The key concepts covered in this tutorial are as follows:

* Convert a TensorFlow(TF) graph trained through various APIs into a servable
model
* Serve the model using Tensorflow Serving
* Send online prediction requests to the cluster via a client. Profile latency
and throughput. Experiment with different batch sizes.
* Visualize image pixel contributions to model predictions to explain how the
model sees the world.

## Setup

Before the fun begins, we need to setup our environment and K8s clusters.

As a developer, it often helps to create a local deployment prior to deploying
on the cloud. We offer some guides on setting up a local K8s cluster, as well
as setting up a cluster on Google Cloud Platform (GCP) below. You can also
experiment with this tutorial on [Amazon EKS](https://aws.amazon.com/eks/) or
[Microsoft AKS](https://azure.microsoft.com/en-us/services/kubernetes-service/).
Feedback is welcomed!

* [Local: Minikube](LOCAL_SETUP.md)
* [Cloud: Google K8s Engine](GKE_SETUP.md)

### Additional Required Software

* [Python 2.7+](https://www.python.org/): The TensorFlow Serving API currently
runs in Python 2, so you will need to make client requests to your model server
using Python 2.
* [Docker](https://www.docker.com/): to build images that can be deployed on K8s
* [Git](https://git-scm.com/): so you can access this project and other projects
* [Pip](https://pip.pypa.io/en/stable/installing/): to install Python packages
required for the tutorial
* [Ksonnet](https://github.com/ksonnet/ksonnet): follow the install instructions
in github

## Deploy KubeFlow onto your cluster

[KubeFlow](kubeflow.org) is always in an active stage of development. For this
exercise, we will be using a stable tag v0.2.5. Run the following command to deploy
KubeFlow onto your Kubernetes cluster:

```
cd ~
curl https://raw.githubusercontent.com/kubeflow/kubeflow/v0.2.5/scripts/deploy.sh | bash
```

Next, run the following command to check on your pods and services. The services
should be up almost immediately, but pods may take longer to create.

```
kubectl get svc
```

```
kubectl get pods
```

Once your pods are all up and running, continue.

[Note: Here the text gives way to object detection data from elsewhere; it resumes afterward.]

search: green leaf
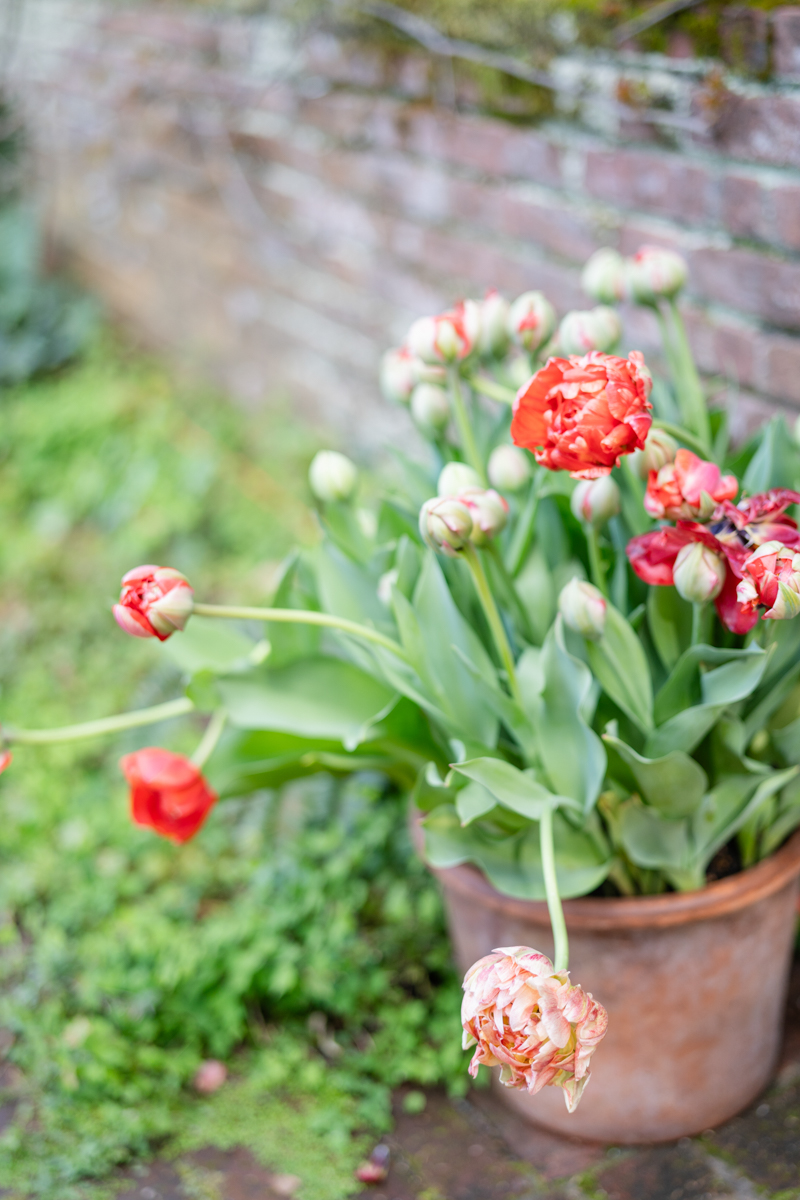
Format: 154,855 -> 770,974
603,734 -> 709,820
219,658 -> 397,746
587,604 -> 652,733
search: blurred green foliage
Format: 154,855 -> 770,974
0,338 -> 464,1200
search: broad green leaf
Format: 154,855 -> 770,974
603,734 -> 709,820
587,604 -> 652,734
219,658 -> 397,748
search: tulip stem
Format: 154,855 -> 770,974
464,542 -> 522,703
587,524 -> 608,596
447,367 -> 488,487
192,604 -> 405,659
539,808 -> 570,971
192,708 -> 228,770
1,696 -> 194,745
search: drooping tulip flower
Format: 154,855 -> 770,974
420,496 -> 473,558
625,246 -> 688,304
581,246 -> 626,304
407,300 -> 481,365
672,541 -> 727,604
736,541 -> 800,620
644,448 -> 739,521
559,576 -> 607,642
308,450 -> 359,504
437,462 -> 482,496
557,305 -> 622,354
120,746 -> 217,842
487,445 -> 531,492
509,292 -> 555,354
457,487 -> 509,546
112,565 -> 194,642
511,350 -> 652,479
477,288 -> 509,359
570,475 -> 620,526
461,946 -> 608,1112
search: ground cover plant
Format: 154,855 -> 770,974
0,340 -> 462,1200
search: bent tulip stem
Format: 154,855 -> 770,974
463,542 -> 522,703
193,604 -> 407,661
447,367 -> 488,487
539,808 -> 570,971
2,696 -> 194,745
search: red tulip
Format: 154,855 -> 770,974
511,350 -> 652,479
120,746 -> 217,842
112,566 -> 194,642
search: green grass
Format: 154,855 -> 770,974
0,338 -> 464,1200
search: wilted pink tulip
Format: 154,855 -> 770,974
461,946 -> 608,1112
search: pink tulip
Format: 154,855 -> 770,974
461,946 -> 608,1112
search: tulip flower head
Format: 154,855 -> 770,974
511,350 -> 652,479
461,946 -> 608,1112
558,305 -> 622,354
644,448 -> 739,521
736,541 -> 800,620
120,746 -> 217,842
487,445 -> 531,492
308,450 -> 359,504
509,292 -> 555,354
559,576 -> 607,642
420,496 -> 473,558
581,246 -> 626,304
112,565 -> 194,642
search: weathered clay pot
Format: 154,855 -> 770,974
435,833 -> 800,1144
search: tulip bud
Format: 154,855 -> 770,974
625,246 -> 688,304
308,450 -> 359,504
437,462 -> 483,496
558,305 -> 622,354
380,346 -> 417,404
411,383 -> 450,433
488,445 -> 530,492
559,575 -> 606,642
672,541 -> 726,604
457,487 -> 509,546
630,428 -> 678,479
570,475 -> 620,526
477,288 -> 509,359
420,496 -> 473,558
581,246 -> 626,304
509,292 -> 555,353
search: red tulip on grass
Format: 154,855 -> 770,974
511,350 -> 652,479
120,746 -> 217,842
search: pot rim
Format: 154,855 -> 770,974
431,829 -> 800,932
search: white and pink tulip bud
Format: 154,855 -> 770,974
477,288 -> 509,359
420,496 -> 473,558
407,300 -> 481,366
437,462 -> 483,496
411,383 -> 450,436
630,427 -> 678,480
581,246 -> 626,304
570,475 -> 620,527
487,445 -> 531,492
625,246 -> 688,304
308,450 -> 359,504
509,292 -> 555,354
559,575 -> 607,642
457,487 -> 509,546
461,946 -> 608,1112
380,346 -> 417,404
112,564 -> 194,642
672,541 -> 727,604
558,305 -> 622,355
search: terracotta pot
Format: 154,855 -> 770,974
435,833 -> 800,1144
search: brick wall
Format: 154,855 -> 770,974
12,0 -> 800,449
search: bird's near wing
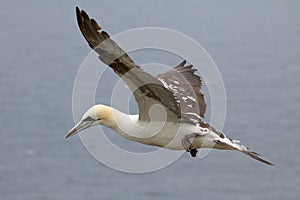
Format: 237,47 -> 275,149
76,7 -> 181,121
157,61 -> 206,123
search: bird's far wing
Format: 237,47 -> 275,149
76,7 -> 181,121
157,61 -> 206,123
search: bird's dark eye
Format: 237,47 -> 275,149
84,116 -> 94,122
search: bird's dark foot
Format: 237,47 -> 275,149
190,149 -> 198,157
182,133 -> 199,157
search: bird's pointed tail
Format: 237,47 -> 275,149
215,137 -> 274,166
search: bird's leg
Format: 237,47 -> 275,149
182,133 -> 200,157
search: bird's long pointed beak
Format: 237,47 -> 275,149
65,121 -> 90,139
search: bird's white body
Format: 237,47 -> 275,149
91,105 -> 234,150
66,7 -> 272,165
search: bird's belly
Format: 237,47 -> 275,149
129,122 -> 202,150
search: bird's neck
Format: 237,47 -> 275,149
103,108 -> 139,136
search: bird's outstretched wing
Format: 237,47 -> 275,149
76,7 -> 181,121
157,61 -> 206,123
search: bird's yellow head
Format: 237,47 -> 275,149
65,105 -> 116,138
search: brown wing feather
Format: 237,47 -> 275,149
157,61 -> 206,121
76,7 -> 181,121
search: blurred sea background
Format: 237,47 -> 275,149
0,0 -> 300,200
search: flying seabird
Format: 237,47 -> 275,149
65,7 -> 273,165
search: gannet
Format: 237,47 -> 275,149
65,7 -> 273,165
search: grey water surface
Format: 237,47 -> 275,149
0,0 -> 300,200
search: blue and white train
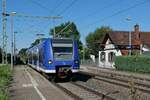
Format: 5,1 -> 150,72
27,38 -> 80,78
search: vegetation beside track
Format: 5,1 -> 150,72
115,56 -> 150,73
0,65 -> 12,100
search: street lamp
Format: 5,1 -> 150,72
126,17 -> 132,56
10,12 -> 16,70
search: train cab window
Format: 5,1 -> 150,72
108,52 -> 115,62
52,40 -> 73,60
100,52 -> 105,61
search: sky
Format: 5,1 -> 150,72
0,0 -> 150,51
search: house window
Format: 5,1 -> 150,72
100,52 -> 105,61
108,52 -> 115,62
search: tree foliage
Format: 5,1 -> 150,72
86,26 -> 112,56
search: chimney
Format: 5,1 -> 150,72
134,24 -> 140,40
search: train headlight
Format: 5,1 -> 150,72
74,60 -> 79,64
48,60 -> 52,64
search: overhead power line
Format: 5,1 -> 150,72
59,0 -> 77,15
75,0 -> 124,21
28,0 -> 52,12
81,0 -> 150,30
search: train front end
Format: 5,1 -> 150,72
51,39 -> 80,78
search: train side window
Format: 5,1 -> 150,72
100,52 -> 105,61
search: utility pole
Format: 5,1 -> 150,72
14,32 -> 18,64
10,12 -> 16,70
2,0 -> 7,64
53,19 -> 56,38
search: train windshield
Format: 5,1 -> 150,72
52,40 -> 73,60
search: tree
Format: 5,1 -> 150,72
50,22 -> 83,58
86,26 -> 112,57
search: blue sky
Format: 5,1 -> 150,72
0,0 -> 150,51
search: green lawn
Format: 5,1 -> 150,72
0,65 -> 12,100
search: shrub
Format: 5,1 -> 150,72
115,56 -> 150,73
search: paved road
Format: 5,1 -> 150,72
9,65 -> 71,100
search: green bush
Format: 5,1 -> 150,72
0,65 -> 12,100
115,56 -> 150,73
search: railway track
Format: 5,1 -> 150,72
53,82 -> 116,100
80,71 -> 150,94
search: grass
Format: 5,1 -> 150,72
0,65 -> 12,100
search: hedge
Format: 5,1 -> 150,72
0,65 -> 12,100
115,56 -> 150,73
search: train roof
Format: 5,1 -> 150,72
27,38 -> 74,51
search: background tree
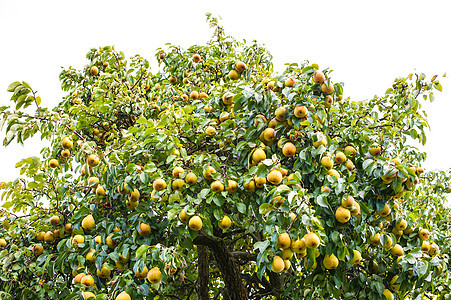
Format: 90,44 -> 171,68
0,16 -> 450,299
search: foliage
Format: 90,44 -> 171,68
0,15 -> 451,299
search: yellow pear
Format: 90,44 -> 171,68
323,254 -> 338,270
188,216 -> 202,231
252,148 -> 266,164
138,223 -> 151,236
335,206 -> 351,223
147,267 -> 163,284
277,232 -> 291,249
271,255 -> 285,273
80,275 -> 94,286
152,178 -> 166,192
81,215 -> 95,232
266,170 -> 282,185
135,266 -> 149,279
115,291 -> 132,300
304,232 -> 319,249
218,216 -> 232,230
349,249 -> 362,265
86,248 -> 96,263
382,289 -> 395,300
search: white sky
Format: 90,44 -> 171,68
0,0 -> 451,181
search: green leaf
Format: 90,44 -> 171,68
236,202 -> 246,214
254,240 -> 270,253
315,195 -> 329,207
8,81 -> 20,92
136,245 -> 149,257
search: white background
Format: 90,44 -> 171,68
0,0 -> 451,181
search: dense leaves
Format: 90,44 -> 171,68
0,16 -> 451,299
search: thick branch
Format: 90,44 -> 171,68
197,245 -> 210,300
193,233 -> 248,300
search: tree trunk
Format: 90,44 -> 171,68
193,234 -> 248,300
197,245 -> 210,300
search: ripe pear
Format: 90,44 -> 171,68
390,275 -> 401,292
349,249 -> 362,265
235,61 -> 246,73
61,137 -> 74,149
291,238 -> 307,253
321,83 -> 334,94
31,241 -> 44,256
275,106 -> 287,122
266,170 -> 283,185
202,166 -> 216,179
96,264 -> 111,278
61,149 -> 70,158
135,266 -> 149,279
384,236 -> 393,249
228,70 -> 240,80
345,160 -> 355,171
378,203 -> 391,217
115,291 -> 132,300
86,154 -> 100,167
152,178 -> 166,192
89,66 -> 99,76
263,127 -> 276,142
83,292 -> 96,300
335,151 -> 346,164
313,71 -> 326,84
252,148 -> 266,164
205,126 -> 216,137
369,144 -> 382,156
304,232 -> 319,249
335,206 -> 351,223
243,180 -> 255,192
327,169 -> 340,179
188,216 -> 202,231
313,137 -> 327,148
350,201 -> 360,216
80,275 -> 94,286
138,223 -> 151,236
321,156 -> 334,170
218,216 -> 232,230
341,195 -> 355,209
96,184 -> 106,197
210,180 -> 224,193
147,267 -> 163,284
172,178 -> 185,191
81,215 -> 96,232
185,172 -> 197,185
49,158 -> 59,169
277,232 -> 291,249
396,219 -> 407,230
225,179 -> 238,194
172,167 -> 185,178
44,231 -> 55,243
282,142 -> 296,157
271,255 -> 285,273
323,254 -> 339,270
421,241 -> 431,253
382,289 -> 395,300
179,209 -> 190,223
255,177 -> 266,188
85,248 -> 96,263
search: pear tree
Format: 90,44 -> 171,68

**Troubleshooting:** see [here](TROUBLESHOOTING.md#kubeflow-install).

## Accessing JupyterHub and Spinning up a Notebook

![notebook everywhere](img/notebook_everywhere.png)

JupyterHub is a popular K8s notebook spawner that can spin up Jupyter
servers on demand for an entire team of data scientists, each server having its
isolated set of customized resources (disk, memory, accelerators).
When a data scientist is finally done training and fine-tuning a model for
production, it is important to be able to export this model for serving. The
following exercises will be running through how to export a model from a local
Jupyter server into a location that K8s can access and serve using the
TensorFlow Serving app.

To access your Jupyter notebook environment, you will need to use port forwarding
from your local computer.

```
JUPYTER_POD=`kubectl get pods --selector="app=tf-hub" --output=template --template="{{with index .items 0}}{{.metadata.name}}{{end}}"`
kubectl port-forward ${JUPYTER_POD} 8000:8000
```

Go to your browser and access JupyterHub here:

```
localhost:8000
```

You should see a login screen like this:
![jupyter login](img/jupyterhub_login.png)

Type in any username and password to spin up a local environment (Note: if the
username does not exist, a new Jupyter server will be created for that user
with its own isolated resources. If the username already exists, the password
will be required to match the one used to create the server, and you will end up
in the previously created server environment.)

The next page, if you are creating a new environment, should have a drop down
menu with images, and separate CPU, memory, and extra resource text boxes.
In the dropdown menu, select the TensorFlow 1.8 CPU image:

![jupyterhub tf 1.8 cpu](img/jupyterhub_kubeflow_img.png)

Set CPU and memory to whatever your cluster can handle. 1 CPU and 2Gi memory is
sufficient, but if you are on a cluster and can afford more resources, more CPU
and memory will allow you to spin up and run notebooks faster without having to
shut down notebook kernels. (The minikube setup used above will probably only
allow 1 CPU for Jupyter without interfering with the model serving process.)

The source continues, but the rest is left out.